Steven Fabian is one of five people on trial at Southwark Crown Court on charges of conspiracy to defraud or conspiracy to launder money.

They include Shana Campbell, aged 23, who worked in the Bexleyheath branch of the Halifax bank.

Campbell, of Finland Road, Brockley, is accused of hacking into accounts and obtaining confidential details of 13 wealthy bank customers.

She allegedly passed on the details to the others accused, enabling them to obtain £785,712.

Fabian, aged 44, from Kennington, who has denied helping to launder the cash, admitted he had allowed another gang member to use his account.

But he said he had not realised it was to launder money from a banking scam.

His barrister David Martin-Sperry QC claimed Fabian had been too trusting.

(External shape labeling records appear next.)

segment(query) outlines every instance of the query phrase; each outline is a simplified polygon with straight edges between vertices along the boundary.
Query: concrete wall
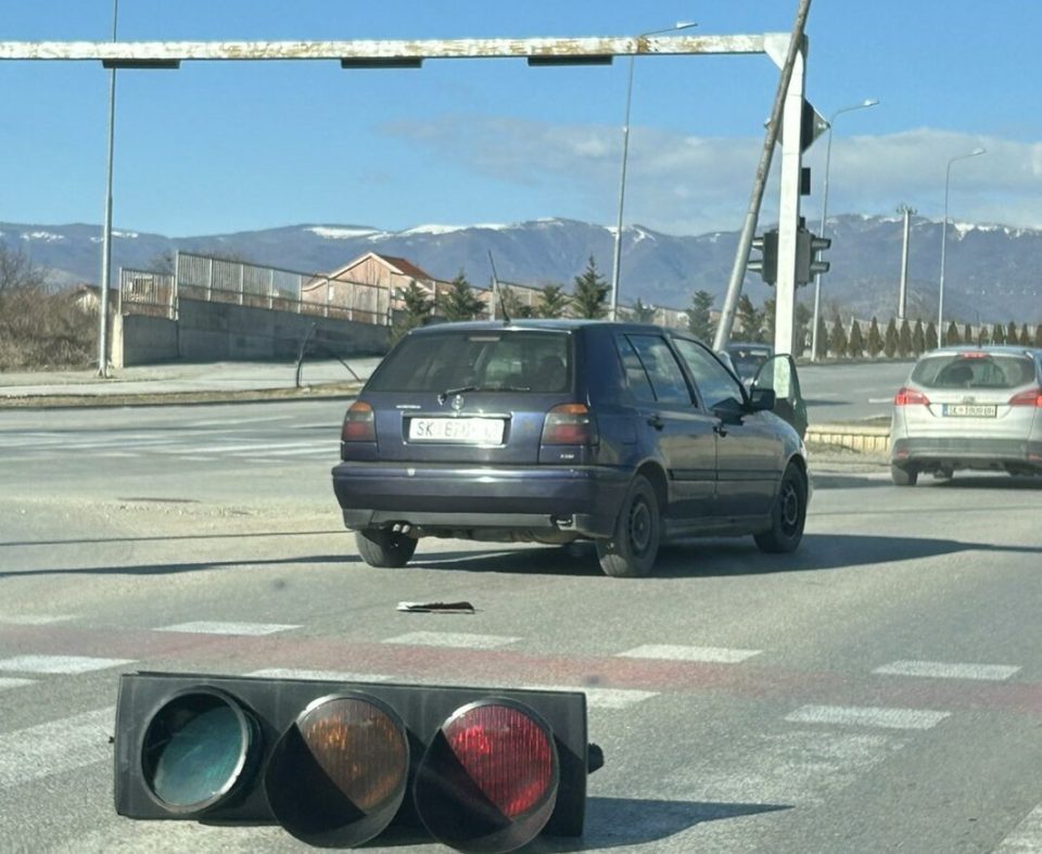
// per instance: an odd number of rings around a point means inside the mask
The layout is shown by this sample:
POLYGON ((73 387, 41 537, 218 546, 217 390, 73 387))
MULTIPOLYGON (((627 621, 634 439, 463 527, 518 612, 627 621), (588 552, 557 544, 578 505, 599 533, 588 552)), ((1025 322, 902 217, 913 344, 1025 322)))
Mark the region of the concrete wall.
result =
POLYGON ((113 364, 294 360, 312 327, 308 352, 357 356, 385 353, 390 328, 230 303, 179 299, 178 319, 126 315, 114 324, 113 364), (118 357, 118 360, 117 360, 118 357))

He added: "He was helping out a younger relative in what he thought was a perfectly innocent enterprise."

It is alleged his relative Oluwasegun Adekunle, aged 27, from Lambeth, lived a life of luxury on the proceeds of the stolen cash.

He has admitted his role in the fraud.

Emmanuel Imbrah, aged 21, from Reading, who worked for HSBC, also supplied similar bank details which provided the gang with £549,726.

Also accused are Dominic Almond, aged 39, from Slough, and Ayodeyi Osibogun, aged 30, from Brixton Hill.

Neil Kynoch, aged 38, from Windsor, has admitted laundering tens of thousands of pounds through his company Berkshire Motor World.

All the offences took place between October 1, 2004 and October 19, 2005. The trial continues.